Gradual (Psalm 34:9, 19, alt.)
Fear the LORD, you his saints,
for those who fear him lack nothing!
Many are the afflictions of the righteous,
but the LORD delivers him out of them all.

Verse (Luke 13:29)
Alleluia. People will come from east and west, and form north and south, and recline at table in the kingdom of God. Alleluia.

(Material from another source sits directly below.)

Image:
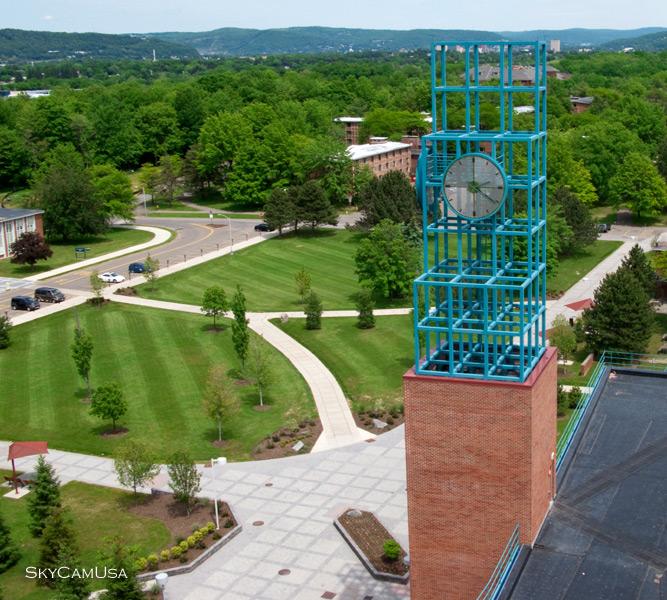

Splendor and majesty are before him;
we will bless the LORD from this time forth and forevermore. Praise the LORD!
Praise the LORD, all nations!
Extol him, all peoples!
For great is his steadfast love toward us,
and the faithfulness of the LORD endures forever. Praise the LORD!
Glory be to the Father and to the Son
and to the Holy Spirit;
as it was in the beginning,
is now, and will be forever. Amen.
Splendor and majesty are before him;
we will bless the LORD from this time forth and forevermore. Praise the LORD!

Adult Bible Study
We continue our series “Puzzlers and Questions about the Bible.” This Sunday we will look at two questions:

1. Do Enoch & Elijah already have perfect bodies? Will they, too, be judged on The Last Day? [Genesis 5:18-24; 2 Kings 2:1-18]

2. 1 Corinthians 15:51 … we shall not all sleep … and verses 55-57. If all the verses before reference to physical death – is the word death in 55-57 not physical death also?

The name of our study is “Dead Questions.”